The last great influencer of this period emanates from the third mendicant order, the Carmelites. Simon Stock (A.D. 1165-1265) was a contemplative young English boy who committed to live as a hermit in the hollow trunk of an oak tree at twelve years old. Thus, he found that he had an affinity with the Carmelites, a community which had recently come to England after being driven out of the Holy Land by Saracen Muslims. He also spent several years in Rome, and then on the original Mount Carmel, when it was safe to return.

When he was more than eighty years old, Simon was elected General of the Carmelite order. During his leadership tenure, the Carmelites fully transitioned from a hermetical to a mendicant mode. This process was aided by the establishment of houses of formation at the great universities of Europe, which allowed for their mystical spirituality to spread throughout Europe. Such a movement within the order provided the formation of eminent spiritual teachers of Church history, such as St. Teresa of Avila, St. John of the Cross, St. Thérèse of Lisieux, and St. Teresa Benedict of the Cross, all of whom combined mysticism with a deep intellectual life.

Like the saints highlighted above, St. Simon Stock’s influence extends to our own age through a popular devotion. It was a Carmelite practice during the Middle Ages for a friar to bestow his scapular (the piece of a friar’s habit that covers his shoulders) on a friend or benefactor. In 1251, St. Simon Stock was visited by the Blessed Mother and given a promise: “This shall be a privilege for you and all Carmelites, that anyone dying in this habit shall not suffer eternal fire.” The Carmelites wore brown habits, and so a fellowship of laypersons developed around the brown scapular. By about the sixteenth century, the scapulars had developed into the small scapulars we recognize today, and the devotion has continued among Catholics in the west.

So we see that these three men and their religious orders have borne an outsized impact on the last eight centuries, in theology and practical spirituality. History reveals that these men responded to God’s Providence in a way that revitalized nearly every aspect of Christian life in the Middle Ages, and their influence continues to this very day. In our own age, we are recipients of their influence by their presence in apostolates from media to education to healthcare to work with the poor. They continue to prove that the mode of operating used by Our Blessed Lord—communing first with the Heavenly Father and then ministering to His creatures—is fruitful in any age of history. We will do well to respond to their influence in kind.


[1]Learning about the lives of holy men and women is a common and helpful spiritual practice. But while we might take some time to consider saints in their historical contexts, it’s easy to look past the ways their lives and actions influence our own present culture. Saints are made within specific cultural, historical circumstances and, just as importantly, they have borne deep impact on this current age of history.

Thus, this series seeks to identify the saints from the history of our Church who have borne the greatest influence on our present culture, that is, the way we think about and experience the Christian life in our current era, and in our segment of geography (i.e., the West and, in particular, the United States).
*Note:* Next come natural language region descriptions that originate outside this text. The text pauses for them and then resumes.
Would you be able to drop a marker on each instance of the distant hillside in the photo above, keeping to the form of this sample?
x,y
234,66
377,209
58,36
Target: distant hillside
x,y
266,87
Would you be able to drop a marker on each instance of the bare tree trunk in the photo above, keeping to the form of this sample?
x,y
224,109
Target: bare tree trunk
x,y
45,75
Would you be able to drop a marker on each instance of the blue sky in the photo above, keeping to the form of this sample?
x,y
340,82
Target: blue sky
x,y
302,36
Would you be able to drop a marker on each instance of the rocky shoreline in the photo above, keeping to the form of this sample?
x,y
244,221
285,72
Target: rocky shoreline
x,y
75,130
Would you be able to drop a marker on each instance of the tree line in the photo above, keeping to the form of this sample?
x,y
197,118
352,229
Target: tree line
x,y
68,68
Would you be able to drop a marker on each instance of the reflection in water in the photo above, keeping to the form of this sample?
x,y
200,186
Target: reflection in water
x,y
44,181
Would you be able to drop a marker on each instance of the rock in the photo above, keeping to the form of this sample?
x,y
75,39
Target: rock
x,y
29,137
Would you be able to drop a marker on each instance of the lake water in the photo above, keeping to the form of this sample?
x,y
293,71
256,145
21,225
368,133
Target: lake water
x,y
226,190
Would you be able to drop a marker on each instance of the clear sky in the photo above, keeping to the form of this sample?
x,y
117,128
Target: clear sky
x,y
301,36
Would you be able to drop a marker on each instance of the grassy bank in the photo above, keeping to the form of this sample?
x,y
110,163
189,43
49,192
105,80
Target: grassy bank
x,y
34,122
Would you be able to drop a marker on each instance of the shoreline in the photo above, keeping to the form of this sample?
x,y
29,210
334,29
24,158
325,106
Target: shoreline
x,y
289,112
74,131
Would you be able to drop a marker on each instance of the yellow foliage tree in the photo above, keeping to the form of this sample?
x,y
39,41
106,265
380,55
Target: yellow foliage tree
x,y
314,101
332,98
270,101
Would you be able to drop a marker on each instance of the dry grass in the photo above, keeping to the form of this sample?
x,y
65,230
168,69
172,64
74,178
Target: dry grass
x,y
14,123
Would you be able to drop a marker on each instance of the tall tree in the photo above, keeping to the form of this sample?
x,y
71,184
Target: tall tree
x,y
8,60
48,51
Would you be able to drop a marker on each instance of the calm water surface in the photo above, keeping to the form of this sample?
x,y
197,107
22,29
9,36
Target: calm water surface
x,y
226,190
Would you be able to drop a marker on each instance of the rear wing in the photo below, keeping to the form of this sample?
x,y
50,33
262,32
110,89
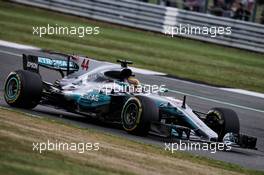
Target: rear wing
x,y
32,63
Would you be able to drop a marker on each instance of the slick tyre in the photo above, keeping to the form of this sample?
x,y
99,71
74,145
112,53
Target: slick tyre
x,y
222,121
23,89
137,115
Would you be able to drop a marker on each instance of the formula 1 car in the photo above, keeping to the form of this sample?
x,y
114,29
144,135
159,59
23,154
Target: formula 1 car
x,y
102,90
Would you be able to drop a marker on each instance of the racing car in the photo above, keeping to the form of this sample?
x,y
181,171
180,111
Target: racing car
x,y
102,90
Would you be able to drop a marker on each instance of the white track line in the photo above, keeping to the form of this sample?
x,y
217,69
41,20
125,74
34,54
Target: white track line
x,y
218,101
17,46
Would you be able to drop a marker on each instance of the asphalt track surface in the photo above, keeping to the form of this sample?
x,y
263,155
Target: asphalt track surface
x,y
250,109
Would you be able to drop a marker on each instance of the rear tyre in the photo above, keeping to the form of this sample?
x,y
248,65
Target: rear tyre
x,y
222,121
137,115
23,89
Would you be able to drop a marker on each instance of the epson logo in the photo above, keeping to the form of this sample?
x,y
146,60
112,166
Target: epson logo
x,y
32,65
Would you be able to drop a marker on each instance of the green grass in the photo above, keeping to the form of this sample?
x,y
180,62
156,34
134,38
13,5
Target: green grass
x,y
180,57
18,130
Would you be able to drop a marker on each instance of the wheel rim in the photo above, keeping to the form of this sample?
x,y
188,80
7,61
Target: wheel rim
x,y
12,88
131,115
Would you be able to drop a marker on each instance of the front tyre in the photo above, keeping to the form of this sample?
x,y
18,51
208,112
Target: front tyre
x,y
222,121
23,89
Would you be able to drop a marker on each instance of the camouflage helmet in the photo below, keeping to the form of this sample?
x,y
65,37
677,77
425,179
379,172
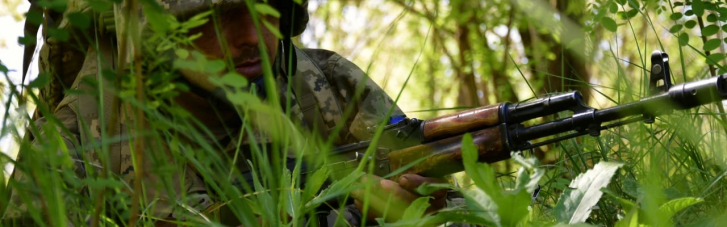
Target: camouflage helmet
x,y
293,20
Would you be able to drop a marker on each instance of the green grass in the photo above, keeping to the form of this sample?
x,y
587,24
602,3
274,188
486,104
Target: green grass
x,y
672,172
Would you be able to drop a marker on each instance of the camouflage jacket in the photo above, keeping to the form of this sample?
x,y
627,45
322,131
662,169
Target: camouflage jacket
x,y
330,79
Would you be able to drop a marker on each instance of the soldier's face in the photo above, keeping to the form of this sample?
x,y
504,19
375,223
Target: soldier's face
x,y
238,39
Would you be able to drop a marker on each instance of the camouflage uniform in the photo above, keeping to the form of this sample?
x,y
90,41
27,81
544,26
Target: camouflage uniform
x,y
330,78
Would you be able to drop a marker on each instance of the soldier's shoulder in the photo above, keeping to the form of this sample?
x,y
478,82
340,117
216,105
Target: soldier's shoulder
x,y
320,56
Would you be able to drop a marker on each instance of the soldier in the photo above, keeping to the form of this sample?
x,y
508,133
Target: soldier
x,y
323,87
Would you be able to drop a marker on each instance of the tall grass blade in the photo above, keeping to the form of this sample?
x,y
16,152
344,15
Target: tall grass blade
x,y
584,192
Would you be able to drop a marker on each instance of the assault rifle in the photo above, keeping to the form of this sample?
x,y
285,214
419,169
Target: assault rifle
x,y
497,130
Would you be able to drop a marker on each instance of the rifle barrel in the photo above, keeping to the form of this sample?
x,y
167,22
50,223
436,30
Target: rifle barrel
x,y
679,97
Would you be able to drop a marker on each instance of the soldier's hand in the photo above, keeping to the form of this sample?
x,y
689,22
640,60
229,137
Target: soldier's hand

This series delineates Christian history into eight ages: the Apostolic Age (A.D. 35-100); the Early Patristic Age (A.D. 100-480); the Later Patristic Age (A.D. 480-800); the Age of Early Christendom (A.D. 800-1200); the Age of Later Christendom (A.D. 1200-1400); the Renaissance and Baroque Age (A.D. 1400-1660); the Modern Age (A.D. 1660-1900); and the Post-Modern Age (the twentieth century). Each essay within this series will examine a handful of saints who sought and found holiness within their historical epochs and who, in turn, have borne an outsized influence on the ways Catholic-Christians in the third millennium understand and live the Catholic Faith. These few in each essay are chosen from among many, many other saints whose influence could be included in this series as well.

The great hope is that learning these influences gives us inspiration and stamina as we seek to answer the call to holiness in the world and the culture of the twenty-first century.